Et que le vaste monde poursuive sa course folle de Colum McCann

4ème de couv. : 7 août 1974. Sur une corde tendue entre les Twin Towers s’élance un funambule. Un événement extraordinaire dans la vie de personnes ordinaires.
Corrigan, un prêtre irlandais, cherche Dieu au milieu des prostituées, des vieux, des miséreux du Bronx ; dans un luxueux appartement de Park Avenue, des mères de soldats disparus au Vietnam se réunissent pour partager leur douleur et découvrent qu’il y a entre elles des barrières que la mort même ne peut surmonter ; dans une prison new-yorkaise, Tillie, une prostituée épuisée, crie son désespoir de n’avoir su protéger sa fille et ses petits-enfants…
Une ronde de personnages dont les voix s’entremêlent pour restituer toute l’effervescence d’une époque. Porté par la grâce de l’écriture de Colum McCann, un roman vibrant, poignant, l’histoire d’un monde qui n’en finit pas de se relever.
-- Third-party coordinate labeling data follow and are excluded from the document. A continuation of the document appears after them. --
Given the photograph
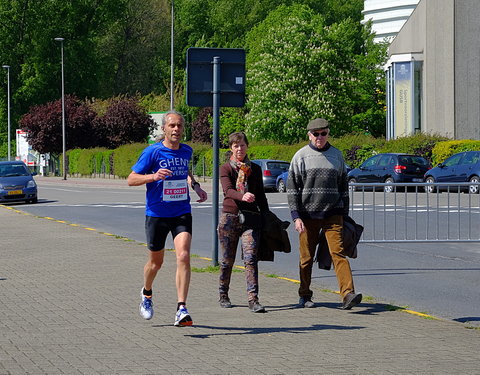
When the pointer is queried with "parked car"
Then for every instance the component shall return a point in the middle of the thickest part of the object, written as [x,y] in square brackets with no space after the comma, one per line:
[282,180]
[390,168]
[270,170]
[17,183]
[460,167]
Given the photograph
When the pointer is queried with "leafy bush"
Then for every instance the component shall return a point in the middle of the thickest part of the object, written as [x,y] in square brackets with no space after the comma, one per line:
[43,124]
[72,157]
[419,144]
[201,126]
[443,150]
[124,121]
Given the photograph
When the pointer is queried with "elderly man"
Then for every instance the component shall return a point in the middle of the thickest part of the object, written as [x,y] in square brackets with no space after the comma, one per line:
[163,167]
[317,191]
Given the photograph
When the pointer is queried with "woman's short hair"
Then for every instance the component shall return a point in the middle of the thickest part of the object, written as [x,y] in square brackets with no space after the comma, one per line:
[236,138]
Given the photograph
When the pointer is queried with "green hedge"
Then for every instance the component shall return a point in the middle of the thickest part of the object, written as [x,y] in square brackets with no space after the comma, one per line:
[443,150]
[356,148]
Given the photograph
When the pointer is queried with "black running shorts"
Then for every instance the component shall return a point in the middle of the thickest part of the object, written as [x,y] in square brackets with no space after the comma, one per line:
[157,229]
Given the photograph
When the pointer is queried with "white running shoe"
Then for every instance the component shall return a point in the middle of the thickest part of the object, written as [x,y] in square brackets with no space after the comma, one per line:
[146,307]
[182,317]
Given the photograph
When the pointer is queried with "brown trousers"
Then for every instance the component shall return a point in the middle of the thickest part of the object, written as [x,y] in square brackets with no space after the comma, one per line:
[333,227]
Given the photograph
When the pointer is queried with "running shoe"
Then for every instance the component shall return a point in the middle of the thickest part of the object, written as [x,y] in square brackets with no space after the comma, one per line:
[146,307]
[182,317]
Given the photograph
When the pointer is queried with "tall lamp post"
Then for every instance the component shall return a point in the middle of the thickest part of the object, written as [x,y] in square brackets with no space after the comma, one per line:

Ce livre était dans ma PAL depuis 2009 mais grâce au groupe « Je me livre à la p@ge » qui l’a proposé en lecture commune, je l’ai enfin lu ! Et quel bonheur, un vrai coup de coeur. J’ai beaucoup, beaucoup aimé.

A travers divers personnages d’origine et de milieux différents, Colum McCann raconte cette Amérique des années 1970 c’est à dire l’après Vietnam, la fin des hippies, la démission de Nixon. C’est une Amérique trouble, dans laquelle la misère humaine, financière, sociale et le racisme sont très présents.  Ces personnages sont eux tous reliés par un fil, celui du funambule qui, à mon sens, symbolise la liberté, l’insouciance, la légèreté. Tout le contraire de ces vies détruites, chaotiques, pleine de souffrance. Le prêtre irlandais qui veut sauver son âme en aidant les prostituées noires du Bronx malgré les coups et les menaces des proxénètes ; ces prostituées, de mère en fille, que seul le décès de l’une d’entre elles permet de casser la répétition de scénario de vie ; le frère du prêtre qui ne parvient pas à le sauver ; des mères de jeunes soldats morts au Vietnam qui n’arrivent pas à faire le deuil de leurs fils bien aimés ; des artistes en mal de reconnaissance, drogués et marginaux dont un accident de voiture bouleverse le destin ; etc., autant de destins brisés. Tous ces personnages se croisent, leurs vies se mélangent, les coups durs de la vie les rapprochent, les éloignent, les transforment.

Sous ses abords plutôt noirs (il est vrai que la description ci-dessus est plutôt glauque), ce roman est riche et passionnant. J’ai aussi beaucoup aimé le style. L’auteur change de style à chaque personnage, ce qui les rend encore plus vrais, plus authentiques ; chacun son langage, son parler, ce qui donne du rythme au roman et permet de passer de l’un à l’autre de façon plus fluide. Bref, j’ai tout aimé dans ce roman !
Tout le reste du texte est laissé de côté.